William Kingsford (23 December 1819 – 29 September 1898) was an English-born Canadian historian. Born in London, England, served in the army, and went to Canada, where he was engaged in surveying work. He was a self-taught historian, and one of the first to use the archives being gathered in Ottawa. He is best known for his History of Canada in 10 volumes (1887-1898), which was widely read by the upper middle class, as well as Anglophone teachers, despite its poor organization and pedestrian writing style. Kingsford believed that the Conquest of New France guaranteed victory for British constitutional liberty and that it ensured material progress. He assumed the assimilation of French Canadians into a superior British culture was inevitable and desirable, for he envisioned Canada as one nation with one anglophone population.
Born on 23 December 1819 in the parish of St. Lawrence Jewry, London, he was the son of William and Elizabeth Kingsford of Lad Lane. Educated at Nicholas Wanostrocht's school in Camberwell, he was articled at an early age to an architect. He then enlisted in the 1st Dragoon Guards, aged 16. He went with his regiment to Canada in 1837, became sergeant, and in 1840, through the influence of his friends at home, obtained his discharge, despite an offer by Sir George Cathcart, colonel of the regiment, to procure a commission for him.
Entering the office of the city surveyor of Montreal in 1841, Kingford qualified in due course as civil engineer, and obtained the position of deputy city surveyor, a post which he held for three years. He resigned to begin the publication of the Montreal Times, in company with Murdo McIver. Two years later he entered the public works department, and among other undertakings made a new survey of the Lachine Canal.
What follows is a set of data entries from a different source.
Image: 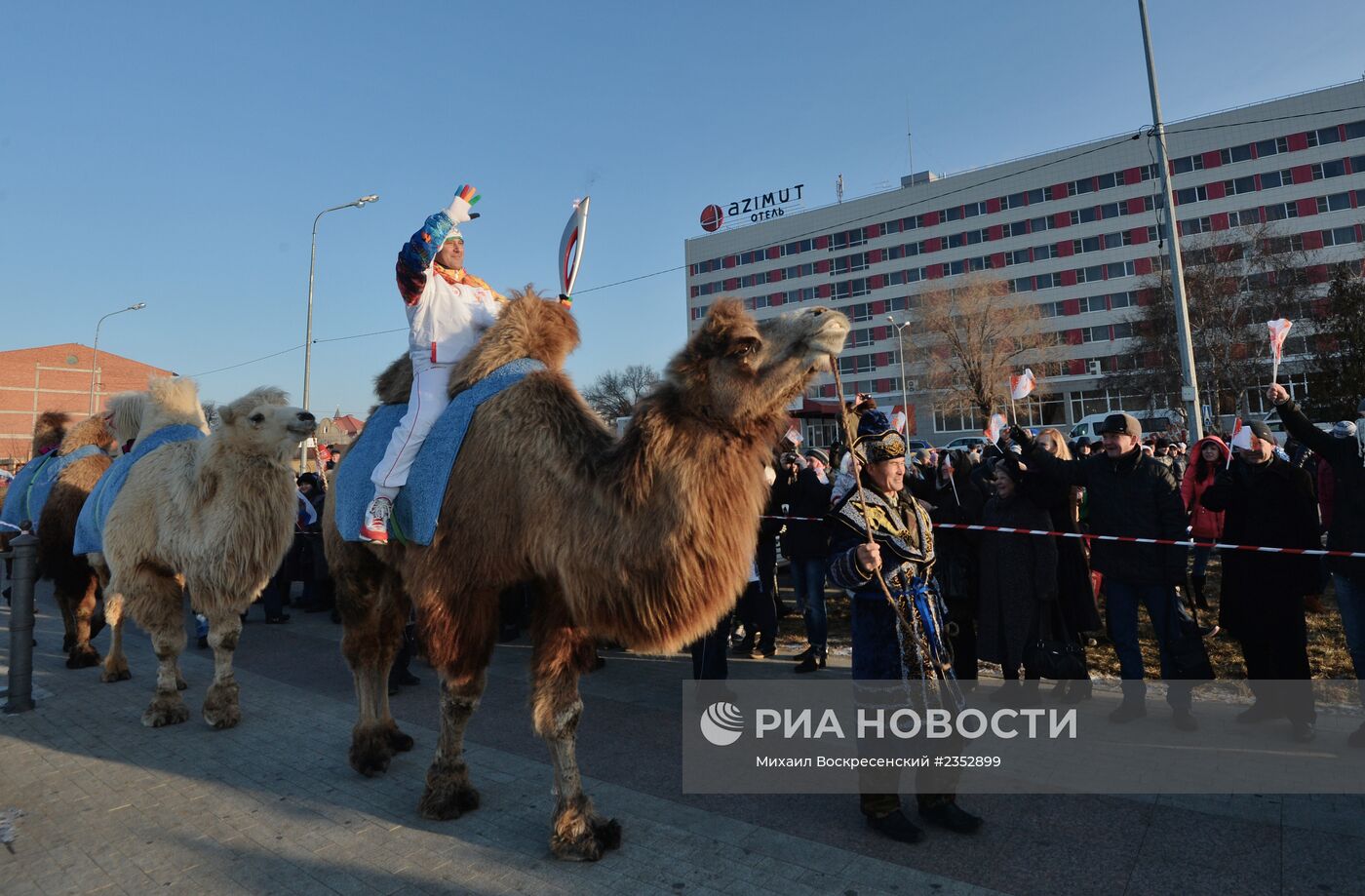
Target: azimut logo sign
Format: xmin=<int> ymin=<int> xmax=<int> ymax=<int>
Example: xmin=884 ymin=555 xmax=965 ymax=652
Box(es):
xmin=702 ymin=183 xmax=805 ymax=234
In 1849 Kingsford was engaged in the construction of the Hudson River Railroad in the state of New York, and in 1851 went to Panama as assistant engineer to J. J. Campbell, who was then building the Panama Canal Railway. Returning to Canada in 1853, he surveyed for the Grand Trunk Railway the tracks from Montreal to Vaudreuil, from Montreal to Cornwall, Ontario, from Brockville to Rideau, and, under A. M. Ross, who had the construction of the work in charge, laid down the lines of the Victoria Bridge.